The Labyrinth

My wife recently constructed a beautiful labyrinth in our garden.  Labyrinths have been around for thousands of years and are found in almost all religious traditions as well as cultures including Native American, Greek, Celtic and Mayan.  Like Stonehenge and the pyramids, they are magical geometric forms that define sacred space.  When one walks a labyrinth, he meanders back and forth, turning 180 degrees each time he enters a new circuit.  Changes in direction induce shifts in states of awareness. 

Both the American Heritage and Webster’s dictionaries miss the concept of the labyrinth defining it as “something highly intricate or convoluted in character, composition, or construction.”  They liken it more to a maze, which is comprised of dead ends and trick turns.  Sounds more like a bear market, doesn’t it?

The labyrinth has only one path leading to the center and back again, but it is ordered.  The journey through the labyrinth is purposeful and fulfilling while the maze invokes conflict and frustration.
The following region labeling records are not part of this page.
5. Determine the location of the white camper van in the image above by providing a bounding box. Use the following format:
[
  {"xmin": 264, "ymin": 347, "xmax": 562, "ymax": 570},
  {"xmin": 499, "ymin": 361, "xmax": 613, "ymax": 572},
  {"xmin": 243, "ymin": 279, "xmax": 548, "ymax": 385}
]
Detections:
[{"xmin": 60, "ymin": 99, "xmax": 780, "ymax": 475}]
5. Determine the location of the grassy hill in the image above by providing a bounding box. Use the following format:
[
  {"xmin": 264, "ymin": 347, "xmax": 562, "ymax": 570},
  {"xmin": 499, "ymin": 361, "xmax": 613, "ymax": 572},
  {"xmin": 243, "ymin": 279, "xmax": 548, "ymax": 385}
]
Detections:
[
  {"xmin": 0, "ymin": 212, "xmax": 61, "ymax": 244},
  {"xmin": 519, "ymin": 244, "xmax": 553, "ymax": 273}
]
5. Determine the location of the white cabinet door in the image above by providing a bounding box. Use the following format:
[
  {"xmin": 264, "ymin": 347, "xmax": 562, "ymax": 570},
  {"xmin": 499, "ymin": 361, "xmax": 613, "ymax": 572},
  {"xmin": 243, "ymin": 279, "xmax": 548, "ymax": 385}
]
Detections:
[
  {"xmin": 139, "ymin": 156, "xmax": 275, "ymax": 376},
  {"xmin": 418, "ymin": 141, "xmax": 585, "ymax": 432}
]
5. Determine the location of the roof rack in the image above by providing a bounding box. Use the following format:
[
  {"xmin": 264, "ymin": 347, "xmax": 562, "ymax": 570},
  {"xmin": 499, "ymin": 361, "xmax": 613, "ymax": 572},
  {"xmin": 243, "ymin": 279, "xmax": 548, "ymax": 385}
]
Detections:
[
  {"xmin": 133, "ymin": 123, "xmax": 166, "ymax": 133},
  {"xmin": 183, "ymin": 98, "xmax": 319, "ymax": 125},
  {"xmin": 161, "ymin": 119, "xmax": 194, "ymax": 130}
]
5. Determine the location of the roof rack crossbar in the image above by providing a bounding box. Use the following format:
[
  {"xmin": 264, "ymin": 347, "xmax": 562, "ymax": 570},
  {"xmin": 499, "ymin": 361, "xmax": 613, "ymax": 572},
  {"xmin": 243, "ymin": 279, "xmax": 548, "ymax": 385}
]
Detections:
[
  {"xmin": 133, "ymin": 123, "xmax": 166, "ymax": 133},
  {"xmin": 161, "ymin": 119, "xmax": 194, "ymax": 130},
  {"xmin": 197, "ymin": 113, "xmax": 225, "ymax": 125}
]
The last two years have all too often felt maze-like, fraught with frustrations, dead ends, and trick turns.  In this maze I have fought the market’s ugly turns rather than accepting them on their own terms.  Our buy-and-hold growth strategy that worked so well during the 80’s and 90’s seemed to be broken.  In reality, it was not broken, but it was inflexible and too narrow to find opportunities that were waiting down new and unfamiliar paths.

In the last several briefs I have highlighted a number of changes in the tactics we use to identify opportunities as well as to mitigate risk.  In short, we are looking in new areas to find exciting new investment possibilities that work given the current market and economic conditions.  We are also invoking measures to stop losses and to reduce volatility and risk.  By accepting the realities of today’s markets and adjusting our short-range tactics to better navigate the twists and turns, we are in much better stead than if we held to our more rigid non-market timing approach.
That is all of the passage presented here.